London's financial markets experienced a day of mixed fortunes on Thursday, with the FTSE 100 index managing a modest gain while the FTSE 250 declined, as investors globally digested the US Federal Reserve's latest monetary policy decision and a fresh outburst of criticism from former President Donald Trump.
Trump's Scathing Attack on Fed Chair Powell
In a post on his Truth Social platform, Donald Trump launched a vehement attack on Federal Reserve Chair Jerome Powell, labelling him a "moron" and criticising the central bank's decision to maintain interest rates. "Jerome 'Too Late' Powell again refused to cut interest rates, even though he has absolutely no reason to keep them so high," Trump wrote, demanding immediate and substantial rate reductions. This intervention came after the Fed's Wednesday vote, which saw a 10-2 decision to keep the benchmark lending rate unchanged.
London Market Performance
The FTSE 100 index closed up 17.33 points, or 0.2%, at 10,171.76, demonstrating resilience amid the transatlantic tensions. However, the FTSE 250 ended down 122.19 points, or 0.5%, at 23,268.44, and the AIM all-share index closed down 7.17 points, or 0.9%, at 824.92, indicating broader pressure on mid-cap and smaller companies.
Notable Movers on UK Indices
On the FTSE 250, Mecca bingo owner Rank Group, based in Maidenhead, Berkshire, saw its shares dip 1.0%. The company reported a pre-tax profit of £23.9 million for the six months to December 31, a 19% decrease year-on-year, though revenue rose 4.5% to £420.0 million. Rank declared an interim dividend per share of 1.00 pence, a 54% increase from 0.65p, and maintained its full-year expectations.
On AIM, Ashtead Technology fell 0.4%, influenced by weaker results from US peer United Rentals, which reported quarterly sales slightly below analyst estimates. Meanwhile, International Paper Co dropped 8.3% in London following its announcement to split into two separate companies for North America and EMEA regions, and reporting a substantial net loss for 2025 due to acquisition costs.
European and US Market Context
European equities showed divergence, with the CAC 40 in Paris closing up 0.1%, while the DAX 40 in Frankfurt ended down 2.1%. In the US, stocks were lower: the Dow Jones Industrial Average fell 0.3%, the S&P 500 dropped 1.0%, and the Nasdaq Composite declined 2.0%. Tech giant Microsoft plunged 12% despite better-than-expected quarterly results, due to weaknesses in its More Personal Computing division, whereas Meta Platforms surged 7.8% on strong advertising revenue and optimistic guidance.

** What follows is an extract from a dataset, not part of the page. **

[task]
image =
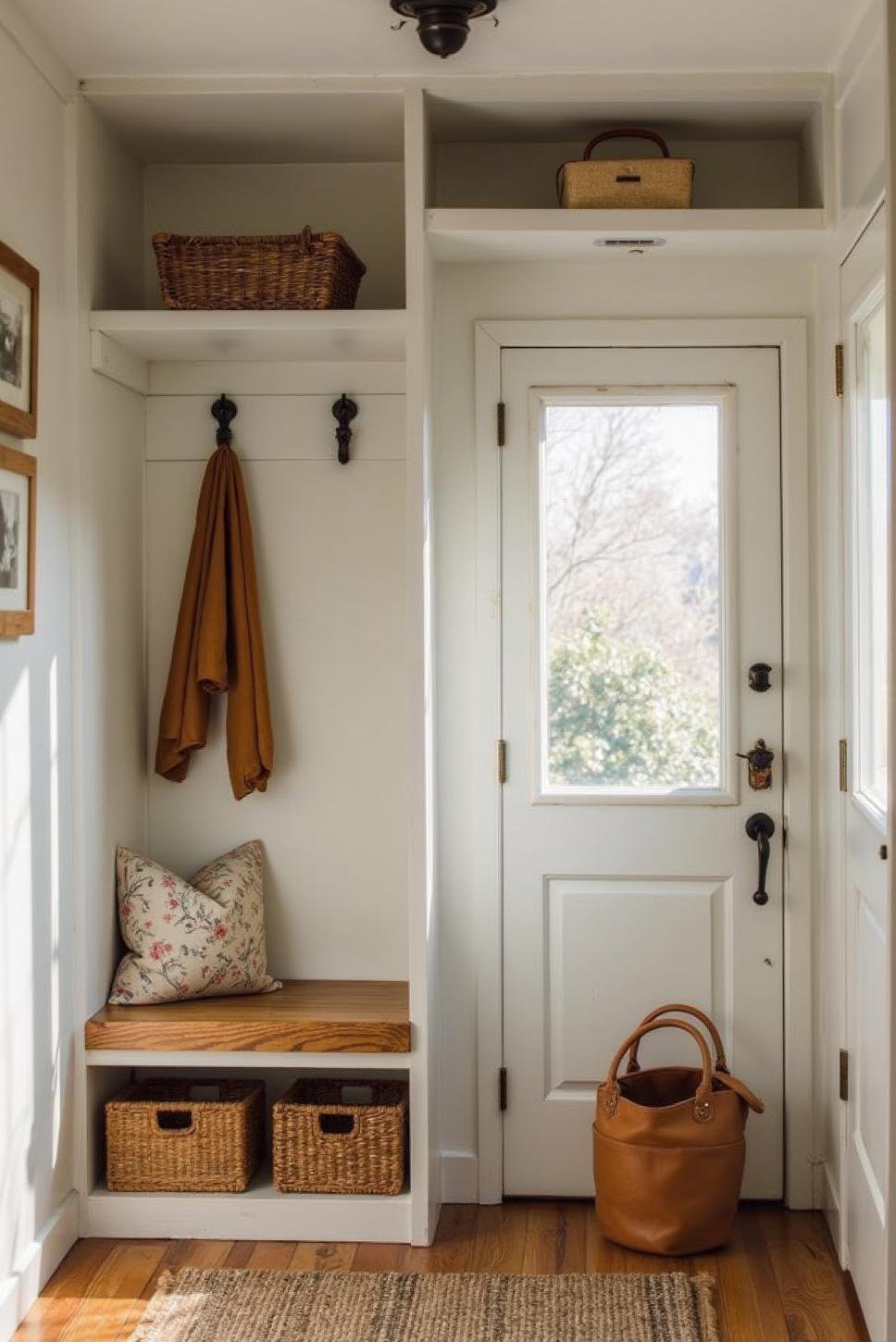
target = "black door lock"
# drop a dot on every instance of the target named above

Currency and Commodity Movements
The pound strengthened to 1.3797 US dollars at the London close, up from 1.3778 dollars on Wednesday. The euro also rose to 1.1950 dollars from 1.1935 dollars. Against the Japanese yen, the dollar weakened to 152.87 yen from 153.63 yen. In commodities, Brent crude oil increased to $69.40 a barrel from $68.01, while gold edged lower to $5,256.30 an ounce from $5,282.35.

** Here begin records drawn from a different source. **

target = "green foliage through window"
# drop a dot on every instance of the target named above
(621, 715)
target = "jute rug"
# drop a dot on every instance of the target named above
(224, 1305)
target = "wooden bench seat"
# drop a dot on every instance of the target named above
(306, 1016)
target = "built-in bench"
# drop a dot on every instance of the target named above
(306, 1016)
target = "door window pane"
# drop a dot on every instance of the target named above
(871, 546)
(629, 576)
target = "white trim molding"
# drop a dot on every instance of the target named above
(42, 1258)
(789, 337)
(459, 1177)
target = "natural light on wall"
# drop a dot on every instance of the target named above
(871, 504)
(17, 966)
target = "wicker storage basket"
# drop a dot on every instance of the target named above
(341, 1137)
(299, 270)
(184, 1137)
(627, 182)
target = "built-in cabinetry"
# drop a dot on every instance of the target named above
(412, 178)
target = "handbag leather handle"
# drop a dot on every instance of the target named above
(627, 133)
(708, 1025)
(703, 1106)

Key Gainers and Losers on the FTSE 100
The biggest risers on the FTSE 100 included 3i Group, Anglo American, Metlen Energy & Metals, Diageo, and Rio Tinto. Conversely, the largest fallers were Ashtead Group, Sage, Autotrader, Relx, and Fresnillo, reflecting sector-specific pressures and broader market sentiment.
Looking Ahead: Economic and Corporate Calendar
Friday's economic calendar features GDP figures from France and Germany, with Germany also releasing CPI, unemployment, and trade data. The US will publish PPI data, and the UK is set to report mortgage approvals. On the corporate front, Airtel Africa is scheduled to release its third-quarter results, providing further insights into market dynamics.
This mixed trading session underscores the ongoing sensitivity of global markets to central bank policies and political commentary, with London's benchmarks navigating a complex landscape of corporate earnings, currency fluctuations, and international economic indicators.